Shirley Hackel

Licensed Assoc. Real Estate Broker, Licensed Since 1980
New York Residential Specialist

Office: 654 Madison Avenue
NY, NY 10065
Phone: 212-439-5197
Mobile: 914-980-0371
Fax: 646-422-4197


MARKET PROBABILITIES AND REALITIES

By

Following is a preview of my upcoming Manhattan Market Watch to appear in the June issue of Mann Report.

Are sales prices on the verge of stabilizing? Probably yes. Is the worst behind us? Almost certainly yes. We’re about 33% down from the highs of 2007—less perhaps for mint condition apartments—with not much further to go to hit ground level, if we accept the prediction made some months ago by JPMorgan Chase of a 40% decline from peak to trough.

Speak to brokers, and they will tell you they are working harder than ever for their buyers and sellers, and it’s more challenging than ever to keep deals on track. Activity definitely is picking up which means there will be more closings in the offing, so the stats for this year’s 3rd and 4th quarters will be measurably better than those for the first half of 2009. More buyers are not only looking at apartments, but they are attending open houses in increasing numbers, making offers, sometimes even competing with multiple bidders and signing contracts.

Faced with continued economic uncertainty, rising unemployment, shrinking incomes, and increasing credit card and car loan debt, foreclosures are expected to escalate however. The downturn in our market is unlikely to reverse itself quickly in the short term. Once the market stabilizes, it’s likely that a flat market will remain, and then gradually increase with modest annual appreciation. It will doubtless take several years for prices to return to 2007 levels. A similar 40% decline in real estate values occurred in the down market of 1989-1991 when early ‘89 prices were not recouped until ’95.

As the market labors to recover, some new realities are emerging.

1. In the boom years, when there was exuberance and speed in the market, the contractual financing clause all but disappeared. Today, not only is financing reappearing as a condition of the deal, but lawyers are also specifying that the deal be contingent on the funding of the loan. With changing regulations from Freddie’s Mac and Mae, the bank’s loan commitment to a borrower is no longer sacrosanct, and we’ve seen banks come up short of their commitment at closing or require a second appraisal closer to the time of closing.

2. We’re seeing more conditional approvals by co-op boards, as application reviews become more stringent. As a consequence, more and more sellers are looking for additional protection and are requiring that buyers acknowledge in a side letter addendum to the contract that they will agree to conditions imposed by the board for their approval. Since the boiler plate language of the contract states the “sale is subject to the unconditional consent of the Corporation,” buyers have a contractual right to either agree to the conditions, renegotiate with the seller because of the conditions, or walk away from the deal taking back their 10% deposit. Conditions have included the following: that a buyer proceed with all cash, or finance less than the amount specified in the contract, or provide a 3rd party guarantee for the maintenance, or require that 1-2 years of maintenance be deposited with the co-op in escrow. One attorney tells us of a seller who stepped in to assume the responsibility of an escrow deposit when the board asked, since the buyer claimed not to have family who could lend that amount. One wonders how another most recent situation will play out. Just today (5/4/09), a board asked for an appraisal in an all cash deal where the selling price was perceived as being too low.

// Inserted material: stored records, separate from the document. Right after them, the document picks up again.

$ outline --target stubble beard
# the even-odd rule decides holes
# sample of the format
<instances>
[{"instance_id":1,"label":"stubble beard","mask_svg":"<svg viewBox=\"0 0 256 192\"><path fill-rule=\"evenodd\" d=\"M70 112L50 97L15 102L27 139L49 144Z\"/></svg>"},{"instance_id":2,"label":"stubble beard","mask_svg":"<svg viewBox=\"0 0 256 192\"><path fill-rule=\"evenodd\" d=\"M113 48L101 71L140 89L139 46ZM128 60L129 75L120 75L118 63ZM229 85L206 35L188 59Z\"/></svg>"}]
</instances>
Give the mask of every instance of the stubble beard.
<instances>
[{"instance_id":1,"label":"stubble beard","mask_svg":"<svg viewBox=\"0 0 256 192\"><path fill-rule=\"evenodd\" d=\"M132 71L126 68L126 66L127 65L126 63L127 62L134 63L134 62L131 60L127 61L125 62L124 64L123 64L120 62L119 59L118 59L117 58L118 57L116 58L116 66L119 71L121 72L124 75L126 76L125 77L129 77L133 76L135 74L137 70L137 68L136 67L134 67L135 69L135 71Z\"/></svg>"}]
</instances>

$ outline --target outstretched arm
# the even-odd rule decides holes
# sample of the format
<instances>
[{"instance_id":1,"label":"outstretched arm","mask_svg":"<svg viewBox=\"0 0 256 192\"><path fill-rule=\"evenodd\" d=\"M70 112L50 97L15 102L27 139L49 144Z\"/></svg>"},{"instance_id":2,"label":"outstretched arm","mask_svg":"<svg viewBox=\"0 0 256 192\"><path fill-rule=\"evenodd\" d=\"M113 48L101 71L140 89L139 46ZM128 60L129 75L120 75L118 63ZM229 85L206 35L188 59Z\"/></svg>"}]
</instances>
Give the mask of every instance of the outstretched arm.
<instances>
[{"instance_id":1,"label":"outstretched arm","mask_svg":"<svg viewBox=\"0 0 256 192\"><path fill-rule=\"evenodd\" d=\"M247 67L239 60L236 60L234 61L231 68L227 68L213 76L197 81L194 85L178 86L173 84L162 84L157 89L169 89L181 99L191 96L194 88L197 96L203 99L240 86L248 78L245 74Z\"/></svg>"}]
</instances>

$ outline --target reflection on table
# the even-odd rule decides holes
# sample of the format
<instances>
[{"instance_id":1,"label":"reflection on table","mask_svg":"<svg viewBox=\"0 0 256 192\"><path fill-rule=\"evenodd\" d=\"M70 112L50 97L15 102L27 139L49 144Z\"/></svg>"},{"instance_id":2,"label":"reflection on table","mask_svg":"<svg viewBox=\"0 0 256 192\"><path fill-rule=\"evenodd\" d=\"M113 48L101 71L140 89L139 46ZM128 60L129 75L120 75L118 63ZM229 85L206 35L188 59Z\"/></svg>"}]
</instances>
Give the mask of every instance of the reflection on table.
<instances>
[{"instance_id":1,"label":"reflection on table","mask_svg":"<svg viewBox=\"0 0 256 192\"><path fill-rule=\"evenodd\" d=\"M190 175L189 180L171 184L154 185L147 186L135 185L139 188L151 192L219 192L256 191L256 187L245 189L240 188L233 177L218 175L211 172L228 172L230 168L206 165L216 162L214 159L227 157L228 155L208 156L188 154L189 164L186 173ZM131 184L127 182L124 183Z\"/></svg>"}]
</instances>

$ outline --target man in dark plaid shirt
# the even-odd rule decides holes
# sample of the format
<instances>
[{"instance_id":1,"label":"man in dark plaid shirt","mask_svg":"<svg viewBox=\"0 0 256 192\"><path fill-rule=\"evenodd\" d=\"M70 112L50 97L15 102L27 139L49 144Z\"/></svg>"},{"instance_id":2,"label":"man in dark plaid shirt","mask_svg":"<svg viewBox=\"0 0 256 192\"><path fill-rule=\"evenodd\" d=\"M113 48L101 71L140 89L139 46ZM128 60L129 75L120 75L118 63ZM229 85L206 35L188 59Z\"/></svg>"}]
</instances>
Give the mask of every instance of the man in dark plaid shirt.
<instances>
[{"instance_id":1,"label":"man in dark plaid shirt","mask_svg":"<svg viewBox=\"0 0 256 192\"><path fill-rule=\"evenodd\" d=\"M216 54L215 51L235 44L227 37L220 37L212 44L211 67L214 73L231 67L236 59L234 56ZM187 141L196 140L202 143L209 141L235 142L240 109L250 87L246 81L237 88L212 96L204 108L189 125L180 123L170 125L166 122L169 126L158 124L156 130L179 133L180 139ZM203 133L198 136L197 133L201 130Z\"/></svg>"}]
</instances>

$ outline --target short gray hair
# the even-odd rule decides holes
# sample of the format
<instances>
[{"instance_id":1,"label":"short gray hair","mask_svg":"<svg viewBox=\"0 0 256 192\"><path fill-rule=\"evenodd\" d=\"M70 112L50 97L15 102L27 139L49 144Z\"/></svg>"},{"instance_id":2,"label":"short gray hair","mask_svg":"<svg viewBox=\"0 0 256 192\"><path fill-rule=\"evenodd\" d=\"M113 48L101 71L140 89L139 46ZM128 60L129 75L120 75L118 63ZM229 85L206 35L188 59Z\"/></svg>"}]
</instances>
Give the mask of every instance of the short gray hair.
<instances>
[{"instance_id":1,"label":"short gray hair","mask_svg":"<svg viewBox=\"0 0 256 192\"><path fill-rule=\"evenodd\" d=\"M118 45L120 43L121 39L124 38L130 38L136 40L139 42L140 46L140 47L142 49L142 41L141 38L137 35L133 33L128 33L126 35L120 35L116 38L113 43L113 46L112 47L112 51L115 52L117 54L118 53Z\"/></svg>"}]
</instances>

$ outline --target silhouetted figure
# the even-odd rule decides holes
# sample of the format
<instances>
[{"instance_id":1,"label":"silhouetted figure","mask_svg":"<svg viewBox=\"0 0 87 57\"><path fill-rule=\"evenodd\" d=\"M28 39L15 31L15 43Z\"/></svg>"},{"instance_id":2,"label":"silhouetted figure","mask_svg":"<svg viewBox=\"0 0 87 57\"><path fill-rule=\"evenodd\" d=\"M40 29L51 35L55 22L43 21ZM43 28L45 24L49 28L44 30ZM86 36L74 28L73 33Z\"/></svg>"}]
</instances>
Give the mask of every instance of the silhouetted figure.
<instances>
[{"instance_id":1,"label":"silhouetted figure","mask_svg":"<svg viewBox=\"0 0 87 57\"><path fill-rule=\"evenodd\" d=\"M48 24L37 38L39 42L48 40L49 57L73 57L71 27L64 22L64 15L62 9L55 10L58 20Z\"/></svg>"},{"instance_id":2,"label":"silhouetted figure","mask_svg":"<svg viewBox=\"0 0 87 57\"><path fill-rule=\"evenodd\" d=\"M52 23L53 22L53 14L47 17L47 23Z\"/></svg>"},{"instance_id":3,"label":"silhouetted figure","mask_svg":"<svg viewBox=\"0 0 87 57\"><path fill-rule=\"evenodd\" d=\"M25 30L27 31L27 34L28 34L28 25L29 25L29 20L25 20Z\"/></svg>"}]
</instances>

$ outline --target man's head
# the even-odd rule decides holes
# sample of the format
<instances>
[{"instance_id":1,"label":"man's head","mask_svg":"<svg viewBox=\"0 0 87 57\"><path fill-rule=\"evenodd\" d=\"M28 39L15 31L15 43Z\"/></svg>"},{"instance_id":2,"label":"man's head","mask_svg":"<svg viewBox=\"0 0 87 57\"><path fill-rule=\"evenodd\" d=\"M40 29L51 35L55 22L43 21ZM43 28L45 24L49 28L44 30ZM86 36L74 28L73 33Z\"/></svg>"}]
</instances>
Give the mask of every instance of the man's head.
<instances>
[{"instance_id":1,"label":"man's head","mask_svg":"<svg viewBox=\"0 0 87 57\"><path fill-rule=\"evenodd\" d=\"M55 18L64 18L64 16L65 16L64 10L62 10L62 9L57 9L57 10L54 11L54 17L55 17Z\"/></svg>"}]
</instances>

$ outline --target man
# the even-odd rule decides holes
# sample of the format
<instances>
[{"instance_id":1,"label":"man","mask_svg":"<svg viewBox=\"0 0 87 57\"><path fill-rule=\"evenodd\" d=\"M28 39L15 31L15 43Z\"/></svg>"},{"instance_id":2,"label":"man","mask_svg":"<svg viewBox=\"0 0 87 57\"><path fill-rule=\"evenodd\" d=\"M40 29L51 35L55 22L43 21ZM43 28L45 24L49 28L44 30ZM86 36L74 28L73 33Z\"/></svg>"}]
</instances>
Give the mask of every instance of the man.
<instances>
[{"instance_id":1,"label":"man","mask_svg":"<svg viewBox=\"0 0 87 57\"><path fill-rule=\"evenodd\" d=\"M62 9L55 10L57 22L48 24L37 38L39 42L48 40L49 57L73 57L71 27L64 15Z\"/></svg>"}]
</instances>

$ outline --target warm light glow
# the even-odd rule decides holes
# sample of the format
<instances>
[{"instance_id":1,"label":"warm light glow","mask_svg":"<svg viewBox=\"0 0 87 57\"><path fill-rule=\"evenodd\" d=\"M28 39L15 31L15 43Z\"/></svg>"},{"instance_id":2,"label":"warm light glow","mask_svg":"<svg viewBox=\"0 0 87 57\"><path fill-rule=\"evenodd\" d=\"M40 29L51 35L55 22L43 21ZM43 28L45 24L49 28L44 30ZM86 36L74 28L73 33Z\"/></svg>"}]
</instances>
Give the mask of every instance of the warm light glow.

3. The embattled economy is inflicting greater pain on condos than on co-ops. When a highly leveraged condo owner defaults, and the lender forecloses, the other condo owners must share the burden of paying those unit’s common charges. Not so in a co-op. If a shareholder is delinquent in co-op maintenance charges, the repossessing bank is required by law to pay the arrears.

4. Complaints are increasing to the Attorney General from condo purchasers who went to contract as many as two years ago who are looking either for discounts or to get out of contracts. Websites like nocondo.com are emerging to take advantage of this mostly disenfranchised group. In some instances, condo buyers have joined together in class action suits to sue sponsors for faulty construction. Attorneys see more law suits ahead, especially against projects where construction has been delayed.

5. To stimulate sales at new developments, struggling condo sponsors have been offering financing, upgrades, price cuts, and paying closing costs. Some are taking a page from car maker Hyundai’s book and providing guarantees to buyers who lose their jobs. National builders like Clayton Homes and Toll Brothers have proposed payment protection plans to lure buyers. Rockrose Development is advertising they will buy back an apartment after 5 years at 110%. In the co-op market, we’re seeing sellers who are providing short term loans as a way to bridge the gap for a buyer who needs money above the committed bank loan amount. Similarly, we are seeing sellers approaching their boards to request whether flexibility can be granted to ease established financing limits.

For purchasers who have been sitting on the sidelines, now is the time to re-enter the market. With ballooning inventory and interest rates at historic lows, there has never been a better time to buy. That’s the new reality.